WASHINGTON, February 15 (By Carl Schreck for RIA Novosti) – The United States and Russia have grappled over Iran’s nuclear ambitions in recent years, but the three nations are now joining forces for the right to keep on grappling in the Olympics after International Olympic Committee (IOC) officials recommended scrapping the ancient sport of wrestling this week.
“We must form a coalition of the willing, so to speak, that will come together at some point to support the cause,” Rich Bender, executive director of USA Wrestling, the sport’s body in the United States, told RIA Novosti on Friday.
Bender said he spoke by telephone with senior Russian wrestling official Georgy Bryusov on Thursday and that he has held telephone talks with Iranian wrestling federation executives as well.
Bender is to leave Monday for Tehran, where US wrestlers are set to compete in the 2013 Freestyle World Cup and where he plans to discuss a plan of action with his Iranian counterparts and representatives from other national federations.
“Many of the other wrestling powers will be there,” Bender told RIA Novosti. “My hope is that this coalition will start to form very swiftly.”
The IOC’s executive board announced this week its recommendation that wrestling not be included in the 2020 Summer Olympics, a proposal that, if ratified by the IOC in September, would eliminate a sport that had endured from the ancient Olympic Games through every modern Olympic competition since the movement’s revival in 1896.
The United States and Iran have not had formal diplomatic relations for more than three decades, and US-Russia ties have arguably reached their nadir since the collapse of the Soviet Union.
A recently enacted US law called the Magnitsky Act places sanctions on Russian officials deemed by the White House to be complicit in rights abuses, and Moscow retaliated by banning Americans from adopting Russian children.
The two nations also remain divided over how to respond to the raging civil war in Syria and Tehran’s pursuit of expanded nuclear capabilities.
But geopolitical grappling has little place in the wrestling world, Bender told RIA Novosti.
“Obviously we’re fierce competitors on the mat, but we’re family off of it,” Bender said in a telephone interview. “…Obviously that’s the great beauty of our sport—that it transcends politics.
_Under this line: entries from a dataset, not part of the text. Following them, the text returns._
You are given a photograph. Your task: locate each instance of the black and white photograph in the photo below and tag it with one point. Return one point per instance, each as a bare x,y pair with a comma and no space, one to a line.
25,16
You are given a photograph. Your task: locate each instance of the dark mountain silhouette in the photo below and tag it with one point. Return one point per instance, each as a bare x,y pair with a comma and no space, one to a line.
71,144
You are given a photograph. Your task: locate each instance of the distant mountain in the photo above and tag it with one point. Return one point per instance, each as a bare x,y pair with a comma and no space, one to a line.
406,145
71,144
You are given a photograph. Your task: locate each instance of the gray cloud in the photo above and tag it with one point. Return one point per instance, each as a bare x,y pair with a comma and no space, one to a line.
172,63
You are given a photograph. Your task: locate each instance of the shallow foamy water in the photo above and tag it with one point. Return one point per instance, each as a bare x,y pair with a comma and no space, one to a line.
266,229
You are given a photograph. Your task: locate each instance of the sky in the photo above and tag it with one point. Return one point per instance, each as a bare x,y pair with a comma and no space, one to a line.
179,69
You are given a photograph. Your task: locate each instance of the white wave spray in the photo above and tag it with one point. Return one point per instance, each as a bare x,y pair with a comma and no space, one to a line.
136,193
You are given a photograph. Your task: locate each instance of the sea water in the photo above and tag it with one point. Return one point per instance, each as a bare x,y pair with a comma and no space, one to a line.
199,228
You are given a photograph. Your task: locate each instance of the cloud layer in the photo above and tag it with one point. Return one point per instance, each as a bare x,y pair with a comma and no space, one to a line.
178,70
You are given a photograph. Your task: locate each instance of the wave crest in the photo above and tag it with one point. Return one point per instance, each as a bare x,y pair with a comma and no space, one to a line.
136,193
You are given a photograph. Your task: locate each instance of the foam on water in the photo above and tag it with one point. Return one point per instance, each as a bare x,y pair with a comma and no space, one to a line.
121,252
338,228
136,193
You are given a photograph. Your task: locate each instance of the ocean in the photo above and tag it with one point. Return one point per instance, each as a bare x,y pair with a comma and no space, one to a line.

We join together as wrestlers.”
Bryusov, first vice president of the Russian Wrestling Federation, could not immediately be reached for comment Friday.
But the federation issued a statement Thursday calling on national federations to “unite forces” to rescue wrestling’s place at the Olympics.
IOC President Jacques Rogge said this week that he would meet with the leadership of FILA, international wrestling’s governing body, to discuss the sport’s fate.
“I should say FILA reacted well to this disheartening news for them,” Rogge told a news conference Wednesday. “They vowed to adapt the sport and vowed to fight to be eventually included in the 2020 slot.”